The three women have participated in church activities and services in some way throughout the years. Potter taught Sunday school and sang in the choir. Because her husband has leukemia, they aren't able to attend church as much. Cutshaw is nursery director. She said she started working in the nursery about 40 years ago, and helped in the kitchen.

Focus on missions

Piney Grove Baptist Church now offers both contemporary and traditional music, Sunday schools for all ages, and Vacation Bible School in the summer, among other offerings. For the past six years, the church sponsored mission trips to areas destroyed by natural disasters as well as overseas.

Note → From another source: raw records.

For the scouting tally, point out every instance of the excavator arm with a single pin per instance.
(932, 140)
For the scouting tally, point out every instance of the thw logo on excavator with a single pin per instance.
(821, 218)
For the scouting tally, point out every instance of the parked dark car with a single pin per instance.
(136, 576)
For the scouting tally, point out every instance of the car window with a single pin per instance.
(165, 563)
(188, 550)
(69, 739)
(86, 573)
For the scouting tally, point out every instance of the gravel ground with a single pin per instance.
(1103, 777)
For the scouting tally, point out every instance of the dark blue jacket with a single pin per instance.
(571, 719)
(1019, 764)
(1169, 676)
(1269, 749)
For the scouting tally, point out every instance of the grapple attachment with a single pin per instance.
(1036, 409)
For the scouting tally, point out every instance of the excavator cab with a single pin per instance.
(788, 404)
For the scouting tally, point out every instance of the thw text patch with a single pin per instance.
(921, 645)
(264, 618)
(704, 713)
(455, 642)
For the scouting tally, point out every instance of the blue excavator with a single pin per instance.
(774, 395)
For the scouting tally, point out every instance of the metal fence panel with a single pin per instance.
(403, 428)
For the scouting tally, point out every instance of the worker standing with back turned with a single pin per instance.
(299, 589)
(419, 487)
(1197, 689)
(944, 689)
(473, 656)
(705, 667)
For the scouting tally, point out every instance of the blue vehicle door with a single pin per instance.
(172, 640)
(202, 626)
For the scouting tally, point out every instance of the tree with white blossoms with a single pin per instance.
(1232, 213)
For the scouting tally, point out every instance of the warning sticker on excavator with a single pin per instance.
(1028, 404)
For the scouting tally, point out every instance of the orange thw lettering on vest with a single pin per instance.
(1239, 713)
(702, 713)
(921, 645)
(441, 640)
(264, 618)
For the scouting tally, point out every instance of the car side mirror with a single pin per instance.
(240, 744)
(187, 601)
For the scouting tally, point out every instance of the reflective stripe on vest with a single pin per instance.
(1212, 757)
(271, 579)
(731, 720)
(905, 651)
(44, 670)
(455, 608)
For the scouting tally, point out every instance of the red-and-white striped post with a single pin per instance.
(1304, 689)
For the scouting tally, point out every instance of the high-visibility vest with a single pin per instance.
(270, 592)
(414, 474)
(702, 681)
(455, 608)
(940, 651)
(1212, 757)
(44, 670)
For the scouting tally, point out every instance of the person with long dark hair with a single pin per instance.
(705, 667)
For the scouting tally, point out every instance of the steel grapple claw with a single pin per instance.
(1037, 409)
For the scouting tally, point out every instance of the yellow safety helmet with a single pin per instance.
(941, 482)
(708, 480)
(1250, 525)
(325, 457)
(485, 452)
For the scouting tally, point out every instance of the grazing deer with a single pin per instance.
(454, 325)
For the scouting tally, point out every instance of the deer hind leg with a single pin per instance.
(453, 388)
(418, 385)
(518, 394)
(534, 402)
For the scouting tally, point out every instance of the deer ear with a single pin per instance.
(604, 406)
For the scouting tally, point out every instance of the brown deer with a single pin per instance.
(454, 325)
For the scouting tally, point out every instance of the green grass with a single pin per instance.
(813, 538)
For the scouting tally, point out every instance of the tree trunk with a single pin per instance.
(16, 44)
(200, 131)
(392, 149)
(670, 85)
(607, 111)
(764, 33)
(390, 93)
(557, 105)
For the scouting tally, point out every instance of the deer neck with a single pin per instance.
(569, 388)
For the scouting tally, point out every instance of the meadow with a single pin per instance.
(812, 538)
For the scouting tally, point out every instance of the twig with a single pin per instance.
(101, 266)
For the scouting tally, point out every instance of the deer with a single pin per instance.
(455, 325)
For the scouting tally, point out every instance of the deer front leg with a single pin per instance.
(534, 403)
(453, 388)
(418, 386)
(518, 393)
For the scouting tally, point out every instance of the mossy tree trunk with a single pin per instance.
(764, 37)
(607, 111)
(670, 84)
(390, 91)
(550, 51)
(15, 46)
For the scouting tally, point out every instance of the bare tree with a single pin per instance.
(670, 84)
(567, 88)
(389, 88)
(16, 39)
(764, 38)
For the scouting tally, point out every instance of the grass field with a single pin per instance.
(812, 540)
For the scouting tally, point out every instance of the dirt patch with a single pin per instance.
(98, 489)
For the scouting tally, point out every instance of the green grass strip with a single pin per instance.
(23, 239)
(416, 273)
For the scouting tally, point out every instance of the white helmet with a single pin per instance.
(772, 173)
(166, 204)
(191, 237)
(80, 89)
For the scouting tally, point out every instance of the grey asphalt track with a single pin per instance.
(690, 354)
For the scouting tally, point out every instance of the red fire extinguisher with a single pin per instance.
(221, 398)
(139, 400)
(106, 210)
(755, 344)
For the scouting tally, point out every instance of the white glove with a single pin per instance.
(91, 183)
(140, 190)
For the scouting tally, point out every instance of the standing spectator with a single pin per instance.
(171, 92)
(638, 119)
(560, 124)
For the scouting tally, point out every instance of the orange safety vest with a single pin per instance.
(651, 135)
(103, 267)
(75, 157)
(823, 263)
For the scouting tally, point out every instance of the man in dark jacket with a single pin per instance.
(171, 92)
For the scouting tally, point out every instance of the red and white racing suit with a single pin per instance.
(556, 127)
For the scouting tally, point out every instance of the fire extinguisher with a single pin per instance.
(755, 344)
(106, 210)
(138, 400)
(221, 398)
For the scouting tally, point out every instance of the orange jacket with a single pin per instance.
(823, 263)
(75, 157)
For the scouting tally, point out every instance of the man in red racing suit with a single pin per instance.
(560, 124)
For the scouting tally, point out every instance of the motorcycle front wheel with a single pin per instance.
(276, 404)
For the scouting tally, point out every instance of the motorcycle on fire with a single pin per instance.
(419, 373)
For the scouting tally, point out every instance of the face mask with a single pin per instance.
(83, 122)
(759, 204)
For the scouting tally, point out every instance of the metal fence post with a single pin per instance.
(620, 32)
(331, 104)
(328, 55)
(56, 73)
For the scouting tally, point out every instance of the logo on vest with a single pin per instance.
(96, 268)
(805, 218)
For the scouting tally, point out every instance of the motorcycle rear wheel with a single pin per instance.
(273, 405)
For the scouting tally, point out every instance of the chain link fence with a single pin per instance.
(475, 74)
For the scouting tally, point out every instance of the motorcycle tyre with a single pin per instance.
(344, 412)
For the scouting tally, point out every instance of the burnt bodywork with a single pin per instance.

"We are very mission-minded," Williamson said. "The trips are paid by the church." She said their groups either work on churches or houses that were damaged. Last year, she said, the church repaired houses in Big Stone Gap destroyed by a tornado. The church also helped build a church in Webster, S.D., among other places.

Having a strong church family has helped Cutshaw get through a recent bout of cancer.

"Their love and support that my church has shown me all through this, the hugs, cards and phone calls -- they went through it with me," she said. "They offered to take me to treatments and I think all the prayers have helped. I have made it through chemo and radiation, and I'm doing super."

In preparation for the anniversary celebration, crosses and photos of former pastors are set on the window sills in the sanctuary. A display board sits nearby, showing each of the church's buildings. Two quilts hanging on the wall in one of the other rooms likely will get a lot of attention. Made in 1993, the quilt features blocks containing names of families attending the church. Many of those whose names are on the quilt are gone now, someone pointed out. Edna McDonald Morris, 95, reigns as the oldest member of the church.

On Sunday, former pastors John Smith and R.M. Everett will speak at 10:30 a.m. to those gathering to celebrate Piney Grove Baptist's 135th anniversary. Bob Thomas will direct the music. Following a lunch at noon, David Webster, who served as an interim pastor, is slated to speak after the meal. The music group, Victorious," will perform.